His name is explained by his Frisian roots; his father, Eert Ubbe Iwwerks, emigrated to the USA in 1869 from the village of Uttum in East Frisia (northwest Germany, today part of the municipality of Krummhörn). Ub's birth name can be seen on early “Alice” shorts that he signed. Several years later he simplified his name to “Ub Iwerks” (pronounced /ˈuːb ˈaɪwɜrks/).
Iwerks was considered by many to be Walt Disney's oldest friend, and spent most of his career with Disney. The two met in 1918 while working for the Kansas City Art Studio in Kansas City, and would eventually start their own commercial art business together. Disney and Iwerks then found work as illustrators for the Kansas City Slide Newspaper Company (which would later be named The Kansas City Film Ad Company). While working for the Kansas City Film Ad Company, Disney decided to take up work in animation, and Iwerks soon joined him.
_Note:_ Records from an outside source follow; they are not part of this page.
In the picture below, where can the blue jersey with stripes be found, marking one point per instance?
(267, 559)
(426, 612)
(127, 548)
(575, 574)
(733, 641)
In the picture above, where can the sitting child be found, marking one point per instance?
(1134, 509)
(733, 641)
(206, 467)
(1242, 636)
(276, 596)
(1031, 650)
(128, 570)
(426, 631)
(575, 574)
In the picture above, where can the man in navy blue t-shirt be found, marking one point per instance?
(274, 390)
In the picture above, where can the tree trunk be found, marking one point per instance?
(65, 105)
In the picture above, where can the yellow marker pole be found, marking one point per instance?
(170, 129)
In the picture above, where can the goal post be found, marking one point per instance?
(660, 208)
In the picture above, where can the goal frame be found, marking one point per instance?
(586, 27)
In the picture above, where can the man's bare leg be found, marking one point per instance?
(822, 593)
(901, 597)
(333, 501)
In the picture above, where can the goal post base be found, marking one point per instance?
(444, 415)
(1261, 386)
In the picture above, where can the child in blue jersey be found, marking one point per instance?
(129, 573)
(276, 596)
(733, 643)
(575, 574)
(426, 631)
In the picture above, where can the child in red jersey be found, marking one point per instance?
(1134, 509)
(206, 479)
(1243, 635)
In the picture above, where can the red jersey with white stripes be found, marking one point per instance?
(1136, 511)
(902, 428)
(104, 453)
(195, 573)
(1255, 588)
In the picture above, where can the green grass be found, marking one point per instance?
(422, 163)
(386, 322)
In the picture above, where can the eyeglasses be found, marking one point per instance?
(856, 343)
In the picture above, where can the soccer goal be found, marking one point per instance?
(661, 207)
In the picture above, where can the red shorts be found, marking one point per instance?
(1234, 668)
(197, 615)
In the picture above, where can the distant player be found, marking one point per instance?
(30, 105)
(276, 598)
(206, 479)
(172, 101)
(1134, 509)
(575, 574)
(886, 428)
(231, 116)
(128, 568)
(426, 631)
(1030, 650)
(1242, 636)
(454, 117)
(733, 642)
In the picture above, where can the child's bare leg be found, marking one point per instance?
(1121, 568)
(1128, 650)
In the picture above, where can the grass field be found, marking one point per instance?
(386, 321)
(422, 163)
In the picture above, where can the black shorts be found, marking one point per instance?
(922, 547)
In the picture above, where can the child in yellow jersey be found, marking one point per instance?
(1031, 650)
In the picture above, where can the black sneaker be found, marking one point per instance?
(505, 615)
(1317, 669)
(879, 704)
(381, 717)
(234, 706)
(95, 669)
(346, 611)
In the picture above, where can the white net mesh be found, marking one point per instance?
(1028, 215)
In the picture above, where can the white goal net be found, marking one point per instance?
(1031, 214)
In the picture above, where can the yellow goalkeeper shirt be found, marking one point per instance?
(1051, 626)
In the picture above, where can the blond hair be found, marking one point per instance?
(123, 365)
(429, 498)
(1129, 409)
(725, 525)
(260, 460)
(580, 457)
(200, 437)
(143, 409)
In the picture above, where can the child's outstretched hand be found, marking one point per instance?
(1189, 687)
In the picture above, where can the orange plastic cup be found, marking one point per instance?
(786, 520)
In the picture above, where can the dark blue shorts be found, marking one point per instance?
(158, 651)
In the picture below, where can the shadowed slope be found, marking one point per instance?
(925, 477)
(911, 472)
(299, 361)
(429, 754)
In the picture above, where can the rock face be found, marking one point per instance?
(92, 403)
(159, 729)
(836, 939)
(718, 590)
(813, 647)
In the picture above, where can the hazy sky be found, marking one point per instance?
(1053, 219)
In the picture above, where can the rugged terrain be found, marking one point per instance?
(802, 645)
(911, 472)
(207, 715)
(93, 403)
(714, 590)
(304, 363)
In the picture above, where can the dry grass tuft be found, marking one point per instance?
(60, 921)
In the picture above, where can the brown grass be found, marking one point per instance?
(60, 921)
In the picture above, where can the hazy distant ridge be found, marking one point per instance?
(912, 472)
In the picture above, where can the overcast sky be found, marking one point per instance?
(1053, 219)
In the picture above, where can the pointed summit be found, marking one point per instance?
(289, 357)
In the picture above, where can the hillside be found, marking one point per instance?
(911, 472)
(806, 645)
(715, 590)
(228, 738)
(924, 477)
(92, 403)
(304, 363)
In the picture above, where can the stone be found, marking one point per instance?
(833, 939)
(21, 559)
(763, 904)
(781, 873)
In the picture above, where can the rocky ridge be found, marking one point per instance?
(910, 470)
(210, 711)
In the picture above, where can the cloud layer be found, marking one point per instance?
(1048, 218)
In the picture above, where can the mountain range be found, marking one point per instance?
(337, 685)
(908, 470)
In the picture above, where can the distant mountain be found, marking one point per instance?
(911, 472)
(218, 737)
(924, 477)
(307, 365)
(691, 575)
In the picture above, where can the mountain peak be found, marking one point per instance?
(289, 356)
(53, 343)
He was responsible for the distinctive style of the earliest Disney animated cartoons, and was also responsible for creating Mickey Mouse. In 1922, when Walt began his Laugh-O-Gram cartoon series, Iwerks joined him as chief animator. The studio went bankrupt, however, and in 1923 Iwerks followed Disney's move to Los Angeles to work on a new series of cartoons known as “the Alice Comedies” which had live action mixed with animation. After the end of this series, Disney asked Iwerks to come up with a new character. The first Oswald the Lucky Rabbit was animated entirely by Ub Iwerks. Following the first cartoon, Oswald was redesigned on the insistence of Universal, who agreed to distribute the new series of cartoons in 1927.
In the spring of 1928, Disney lost control of the Oswald character, and much of his staff was hired away; Disney left Universal soon afterwards. He promised never to work with a company he did not own ever again. Disney asked Ub Iwerks, who stayed on, to start drawing up new character ideas. Iwerks tried sketches of frogs, dogs, and cats, but none of these appealed to Disney. A female cow and male horse were created at this time by Iwerks, but were also rejected. They would later turn up as Clarabelle Cow and Horace Horsecollar. Ub Iwerks eventually got inspiration from an old drawing. In 1925, Hugh Harman drew some sketches of mice around a photograph of Walt Disney. These inspired Ub Iwerks to create a new mouse character for Disney, eventually called Mickey Mouse.